The Buffet Approach to Open Science

We have written about a few of the open science practices, some of which are becoming the norm, such as preregistration (and whether it prevents creativity). I’ve also been invited a few times to give classes and workshops to introduce various audiences to open science and how to implement the practices associated with the overall term (which covers so much more than changing our experimental and publishing habits, but that’s another blog post). Doing so means engaging with researchers from various disciplines, who conduct dramatically different types of studies, and approach science from a different angle than the prototypical theory-testing experimenter. The discussions around open science I had in these contexts have been extremely useful for me, and led me to promote what I call the “buffet approach” to open science. In short, I think it makes most sense to pick and choose those components and practices from open science that fit a specific project, career stage, personal skills, and institutional support.

To illustrate the buffet approach, I’ll use examples from my own research, but your own constraints will be different. I also need to preface this post by making clear that I was very lucky in working in very supportive environments (big shoutout to Alex Cristia and Caroline Rowland, who recognized the benefit and necessity of open science very early). With less support, adopting open science practices becomes much harder and makes it necessary to find your support community elsewhere (check out for example R-Ladies, ManyBabies, PSA, FORRT, …)

Buffet rule 1: You might not be able to try everything 

At a buffet, what you try also has to fit your diet – not all open science practices are even available for everyone, think preregistration for iterative theory building or data sharing for videos. To stick with the metaphor, some people are allergic to milk, so they will not try the yoghurt dressing with their salad. But balsamic is a good alternative.

So what if I can’t share my raw video data? Is data sharing completely out of the question then? I know we like simple distinctions (think significant vs non-significant) but open data, for example, comes in more shades than just black and white. Of course, it is possible to share everything from raw data, over derived data (in my own work for example I take video recordings, which I often cannot share. But I can share annotations, summary statistics, etc), to meta-data (data about the data: where were videos recorded, for what purpose, with what equipment, …). But it is also possible to keep some parts of this pipeline that contain sensitive information (here: the video, and names and personal information in the annotations) private and share the cleaned annotations only. This is exactly what the CHILDES database of child language has been doing since 1984, and it’s still a key resource in understanding language acquisition. This means, even the transcripts are incredibly useful for researchers when video or audio recordings are not necessarily shareable.

Hearing that you don’t have to go all in with data sharing can, in my experience, take a great burden off researchers’ shoulders. Especially when working with sensitive data, it is important to stress that open science does not have to mean access to everything for everyone.

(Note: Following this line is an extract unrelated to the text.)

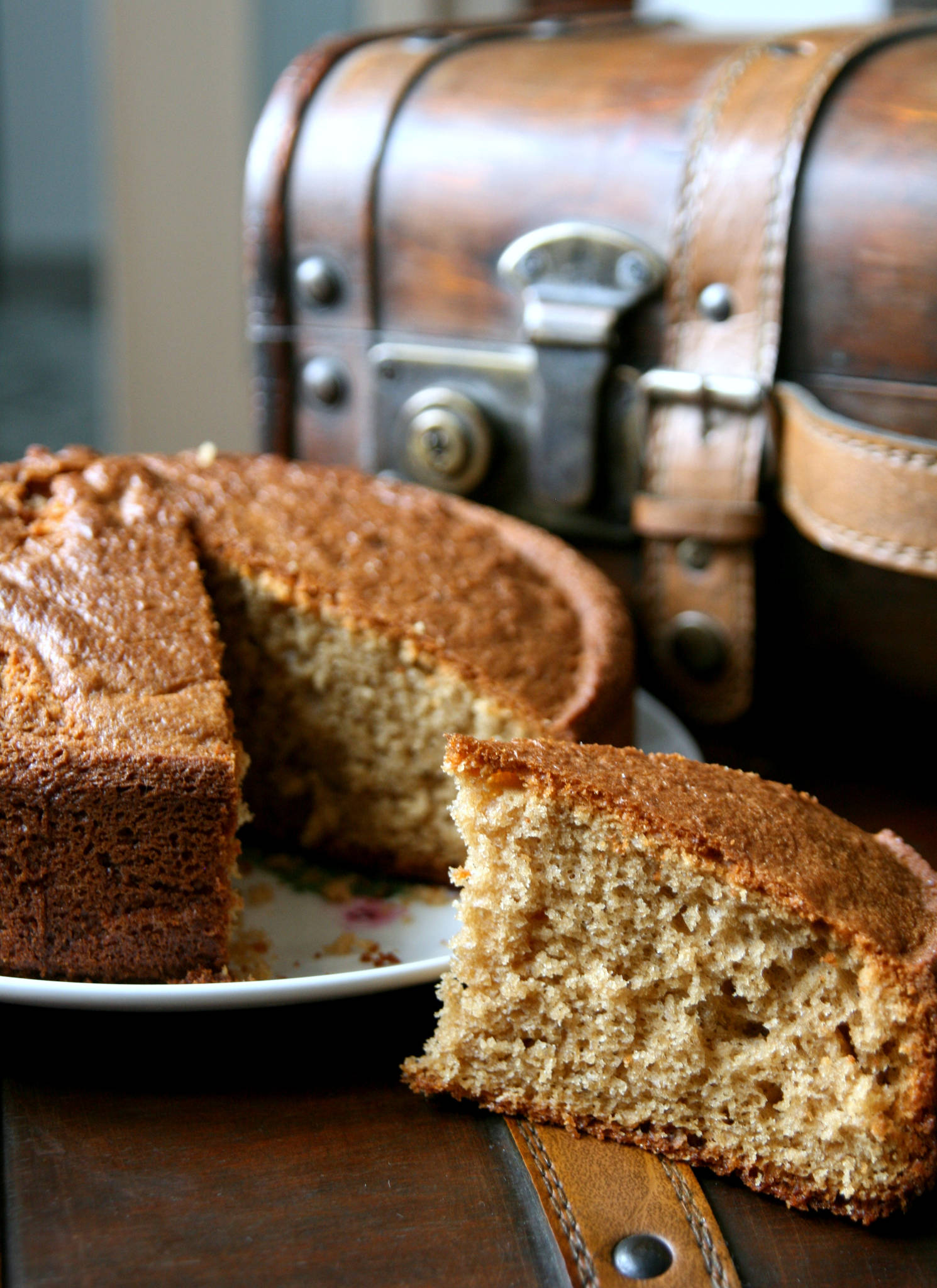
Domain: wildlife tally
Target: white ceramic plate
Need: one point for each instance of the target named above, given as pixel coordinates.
(309, 934)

We also need to consider our participants’ rights and our obligation to behave ethically. 

I would say such gradedness exists for most open science practices. Think of preregistration: You can preregister before data collection (as I did here), or write a registered report. Both are (usually) quite different in their level of detail and commitment. Or you can preregister before data analysis (as done here). Or you preregister twice: both before data collection and before data analysis, for example when you need to amend something, because you realized you knew less about your data than you thought (like how many participants of a certain population you could get or whether children will make it through your wonderfully balanced but rather long experiment). We discuss the topic in more depth in this preregistration primer (open access version) your favorite bloggers co-wrote with the fantastic Naomi Havron.

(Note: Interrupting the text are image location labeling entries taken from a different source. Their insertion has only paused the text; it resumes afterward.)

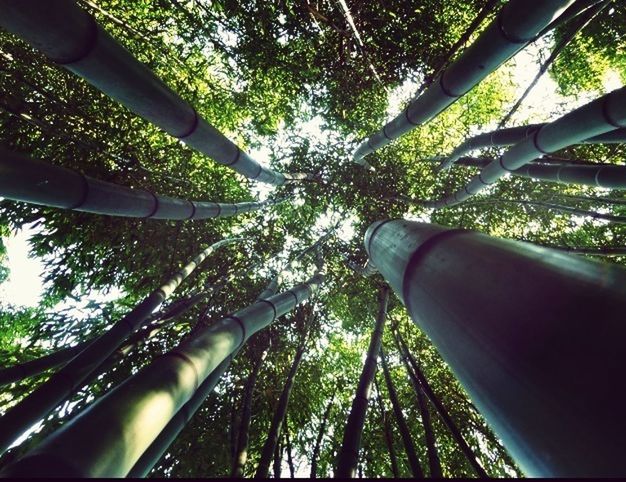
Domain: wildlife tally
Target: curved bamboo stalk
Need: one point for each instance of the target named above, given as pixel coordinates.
(609, 176)
(39, 365)
(72, 38)
(575, 9)
(348, 457)
(292, 468)
(416, 468)
(513, 135)
(33, 181)
(153, 454)
(434, 464)
(597, 117)
(559, 208)
(482, 15)
(63, 355)
(516, 24)
(548, 205)
(155, 451)
(516, 346)
(581, 22)
(48, 395)
(597, 199)
(607, 251)
(130, 417)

Buffet rule 2: You don’t have to try everything at once

That’s basically the heart of the buffet approach: You eat what you like and feel like, but don’t have to go for everything that is on the table. So if for a specific project you want to share materials and data, but did not preregister (maybe because it will be an exploratory study or simply lacked time and resources), that’s already a great step forward. Open science practices are not all or none, you can pick and choose, match and mix, and do what’s most suitable to your career stage, project, lab, and level of support. 

I am thinking of trying too many things at once as a stuffing yourself: You don’t get to enjoy the benefits of single dishes, and it won’t feel good. I’ve made this mistake myself, both at buffets and with open science. For preregistration, this post shares what I learned during my first forays, which was a lot, because I made a lot of mistakes. I also do think that my past data sharing efforts could have been better, because I didn’t have the time to really think through what other researchers might find useful. This is because I tried to do too much at once with little support (which, by the way, has increased a lot in the past years, but still, sharing data is hard to do right, see the next rule…). 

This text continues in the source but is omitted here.